Border security and the refugee/migration crisis was another key theme of the visit. Greek politicians have stressed that this is the most serious external challenge the country is facing. Since 2015, some 1.5 million people entered Greece’s territory fleeing violence and poverty, the delegation heard. While the numbers have dropped significantly since 2016, the problem remains acute for Greece. Under the 2016 EU-Turkey agreement, Greece must process all asylum requests filed on its territory. As a result, Greece has become the third country after France and Germany in terms of number of asylum requests received – 69,000 for 2018. The number of migrants returned to Turkey has been lower than anticipated due to the Greek legal provisions on asylum and lengthy procedures. Many migrants continue to be hosted in overcrowded facilities in Greek islands of Lesbos, Samos and others.
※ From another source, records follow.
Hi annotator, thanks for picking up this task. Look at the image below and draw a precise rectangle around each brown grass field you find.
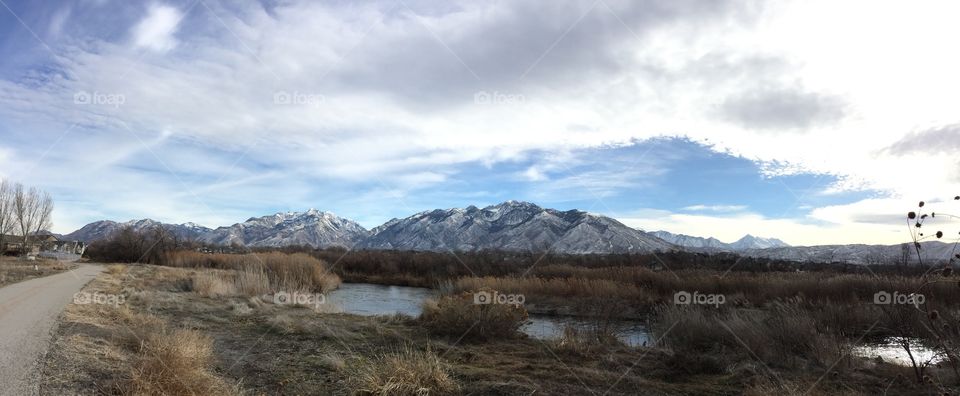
[41,253,960,395]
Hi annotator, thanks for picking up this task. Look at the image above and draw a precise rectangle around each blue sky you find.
[0,0,960,244]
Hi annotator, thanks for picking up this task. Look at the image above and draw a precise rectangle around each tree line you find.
[0,180,53,251]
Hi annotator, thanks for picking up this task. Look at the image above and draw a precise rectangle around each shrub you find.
[653,305,835,367]
[165,251,340,296]
[420,290,527,340]
[124,328,236,395]
[344,346,460,396]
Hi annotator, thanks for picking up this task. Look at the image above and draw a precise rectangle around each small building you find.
[0,234,87,256]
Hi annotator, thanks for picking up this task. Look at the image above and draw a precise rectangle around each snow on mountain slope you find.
[63,219,212,243]
[359,201,677,253]
[652,231,790,252]
[200,209,370,248]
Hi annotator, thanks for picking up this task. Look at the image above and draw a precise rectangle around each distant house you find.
[0,234,87,255]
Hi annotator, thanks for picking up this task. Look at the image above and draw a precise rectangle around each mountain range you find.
[651,231,790,253]
[64,201,679,254]
[63,201,953,264]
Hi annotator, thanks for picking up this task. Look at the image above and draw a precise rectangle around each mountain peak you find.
[360,200,676,254]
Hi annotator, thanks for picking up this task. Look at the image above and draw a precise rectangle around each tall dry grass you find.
[653,304,842,367]
[165,251,340,296]
[344,346,460,396]
[420,289,528,341]
[445,265,960,306]
[106,306,240,396]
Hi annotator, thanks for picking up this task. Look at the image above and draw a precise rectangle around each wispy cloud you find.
[683,205,747,212]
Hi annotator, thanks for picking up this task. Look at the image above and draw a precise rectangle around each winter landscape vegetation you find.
[0,0,960,396]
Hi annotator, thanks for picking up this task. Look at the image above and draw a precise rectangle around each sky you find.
[0,0,960,245]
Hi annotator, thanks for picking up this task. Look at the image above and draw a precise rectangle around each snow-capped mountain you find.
[359,201,677,254]
[199,209,370,248]
[63,219,212,243]
[651,231,790,252]
[742,241,960,264]
[651,231,732,251]
[730,234,790,250]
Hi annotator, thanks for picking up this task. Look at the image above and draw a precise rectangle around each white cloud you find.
[0,0,960,240]
[131,4,183,52]
[683,205,747,212]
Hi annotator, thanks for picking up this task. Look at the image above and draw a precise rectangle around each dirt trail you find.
[0,264,103,396]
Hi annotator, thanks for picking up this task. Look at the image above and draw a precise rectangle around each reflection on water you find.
[327,283,436,317]
[853,337,943,366]
[520,315,652,346]
[326,283,650,346]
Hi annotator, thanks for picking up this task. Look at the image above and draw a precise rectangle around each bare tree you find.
[0,180,16,249]
[13,183,53,253]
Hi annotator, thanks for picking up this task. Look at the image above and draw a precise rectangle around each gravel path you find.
[0,264,103,396]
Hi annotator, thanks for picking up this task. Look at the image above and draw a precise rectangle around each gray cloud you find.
[330,1,754,106]
[886,124,960,155]
[719,87,846,131]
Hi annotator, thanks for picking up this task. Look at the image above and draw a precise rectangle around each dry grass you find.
[344,346,460,396]
[420,290,527,340]
[123,328,238,395]
[166,251,340,297]
[444,265,960,307]
[653,305,843,371]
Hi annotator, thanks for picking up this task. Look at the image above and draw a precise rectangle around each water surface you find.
[326,283,651,346]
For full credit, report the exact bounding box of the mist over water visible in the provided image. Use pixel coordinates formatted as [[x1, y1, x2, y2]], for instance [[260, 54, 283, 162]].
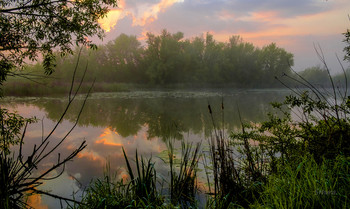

Speaker Voutsis, Minister for Migration Policy Dimitrios Vitsas and other Greek interlocutors called for greater burden sharing and solidarity in dealing with this challenge, including by amending the Dublin regulation in order to reduce the burden on frontier EU member states. They stressed, however, that Greece is determined to treat all migrants with due dignity and to prioritise saving human lives over all other considerations. Greece has enhanced its coast guard’s capabilities to deal with migration movements across the Aegean sea, and works closely with international partners, including Frontex, NATO and Turkey. The coast guard co-operation between Greece and Turkey was assessed particularly positively. All participants agreed that the good cooperation in this area can and should be used to strengthen the bilateral Greek-Turkish relationship.
Beyond these two priority areas, Greece supports the development of stronger Allied defence and deterrence posture on NATO’s eastern and south-eastern flanks, Evagelos Apostolakis, Greece’s Minister of Defence, stressed. While the country’s economic and financial situation remains strained, Greece dedicates over 2% of its GDP to defence, and actively contributes to NATO operations.
Seeing itself as a heaven of democracy and stability amidst the arch of insecurity spanning from Ukraine to Northern Africa, Athens strives to develop a wide array of regional partnership frameworks to prevent further destabilization in the area. These frameworks include tripartite alliances involving, in different configurations, Cyprus, Israel, Egypt and Jordan. In addition, Greece maintains a strong bilateral military co-operation with the United States, including hosting the US Naval Support Activity at Souda Bay, Crete.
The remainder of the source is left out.